Request_time much slower than upstream_response_time

I’ve noticed a periodic performance issue with our nginx 0.6.3.1 box
running on Fedora core 8.

We are primarily running nginx as the front end load balancer for a web
service we run, that serves mostly identical requests over and over to
different web clients.

We are logging both the request_time and upstream_response_time. With
the majority of requests these values log identical results. For
instance 0.011ms of request_time and the same 0.011ms for the
upstream_response_time. Although certainly this times fluctuate with
each request (ranging from say 0.005ms to 0.020ms) whatever the ms is is
typically logged as the same for both parameters.

However we have some requests where the request_time is MUCH higher.
For instance request_time will be logged at like 0.635ms with an
upstream_response_time still of only 0.005ms.

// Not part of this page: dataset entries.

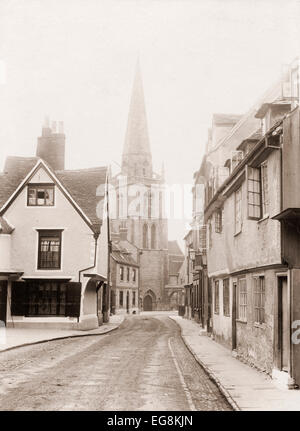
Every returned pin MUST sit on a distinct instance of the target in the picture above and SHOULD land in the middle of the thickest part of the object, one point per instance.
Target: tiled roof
(256, 135)
(174, 248)
(87, 188)
(121, 255)
(15, 170)
(174, 267)
(226, 118)
(5, 227)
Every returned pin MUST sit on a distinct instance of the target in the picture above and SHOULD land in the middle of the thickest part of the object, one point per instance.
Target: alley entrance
(148, 303)
(283, 323)
(3, 302)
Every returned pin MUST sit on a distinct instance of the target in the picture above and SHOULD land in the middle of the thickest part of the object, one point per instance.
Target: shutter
(73, 298)
(18, 298)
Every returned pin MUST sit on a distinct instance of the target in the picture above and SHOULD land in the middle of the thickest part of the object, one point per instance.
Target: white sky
(74, 60)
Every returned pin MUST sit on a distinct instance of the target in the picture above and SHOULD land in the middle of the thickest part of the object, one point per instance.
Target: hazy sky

Any ideas on what can be causing this?

A few supporting notes that I hope will be helpful in your assessment:

  • the server is not under load. for instance at the most it is handling
    about 3 req/sec and I’ve seen this disparity between request_time and
    upstream_response_time even when it was handling like 1 request every
    few seconds

  • the server is set up to handle both SSL requests and non-SSL requests.
    I have seen this issue with both SSL and non-SSL, although it is a LOT
    more prominent with the SSL requests. For instance out of 2000 cases
    where request_time was much longer, about 80% of those were SSL
    requests. That being said, I still see this happen on some non-SSL
    requests.

  • normally I see a slight disparity with ssl pages. For instance
    normally for ssl I’ll see a request_time of 0.076ms with an upstream
    time of 0.012ms. I expect this and am NOT counting this as the basis for
    this performance issue I am reporting.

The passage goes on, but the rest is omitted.